Dublin-based medical company Medtronic recently announced the launch of its new titanium 3D printing platform, known as TiONIC Technology. This system will enable more complex designs and integrated surface technologies for spine surgery implants. This is the latest addition to the field of 3D printing-enabled orthopedics systems, which is now growing at a remarkable rate.
3D printing technology is rapidly transforming the way that medical devices are created, and the field of orthopedics is definitely one of the biggest beneficiaries of these developments. A broad range of medically-certified systems now exist that enable the production of advanced spinal implants. These cages and interbody fusion devices can be fabricated with a high level of design freedom that can allows the creation of complex shapes with improved mechanical and material properties.
TiONIC Technology is a 3D printing technique that creates enhanced surface textures by making use of a differentiated laser method.
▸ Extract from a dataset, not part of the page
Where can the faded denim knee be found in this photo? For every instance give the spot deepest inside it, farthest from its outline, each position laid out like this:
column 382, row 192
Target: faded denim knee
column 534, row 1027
Compared with smooth surface materials, enhanced surface texture has been shown to increase osteoconductivity as well as promoting bone response. And unlike with traditional manufacturing techniques, the 3D printing process allows for more intricate implant designs.
A good example of this advanced design capability is the honeycomb shape featured on Medtronic's recently launched ARTiC-L Spinal System. The ARTiC-L implant is the first implant to be developed with the new TiONIC technology. It is designed to facilitate sagittal alignment of the spine by offering various lordotic angles up to 20 degrees.
The ARTiC-L implant is made of titanium, and is designed for surgeons to use in transforaminal lumbar interbody fusion (TLIF) spine surgery. The implant’s 3D printed honeycomb design acts as an osteoconductive scaffold for bony growth into the implant, and the structure also provides improved mechanical load distribution across the implant.
"ARTiC-L is an important component of Medtronic's portfolio of reproducible solutions for minimally invasive procedures," said Doug King, senior vice president and president of Medtronic's Spine division, which is part of the Restorative Therapies Group at Medtronic. "Our 3D printed TiONIC Technology allows devices such as ARTiC-L - and our future interbody implant portfolio - to offer surgical advantages not traditionally possible."
Another huge benefit of using this implant is the streamlined workflow, as just one instrument is required for surgeons to insert and correctly position the device. Both patients and surgical professionals are benefitting from the 3D printing approach to orthopedics technology. The technology’s use of a complex digital model and direct fabrication in a high-quality titanium material has reduced the limits on what is possible with this kind of surgery.
"Surface advancements, like TiONIC Technology, have emerged as a paradigm shift in interbody fusion implants," said Dr. Colin C. Buchanan, neurosurgeon at the Colorado Brain and Spine Institute, in Aurora, Colo. "Implants utilizing newer surface technology can help stimulate a cellular response and give me greater confidence that the patient will have a successful fusion."
Other recent orthopedics 3D printing breakthroughs include the work of Michigan-based medical technology company Stryker, which recently got FDA clearance for a new 3D printed interbody fusion cage, based on its proprietary AMagine process.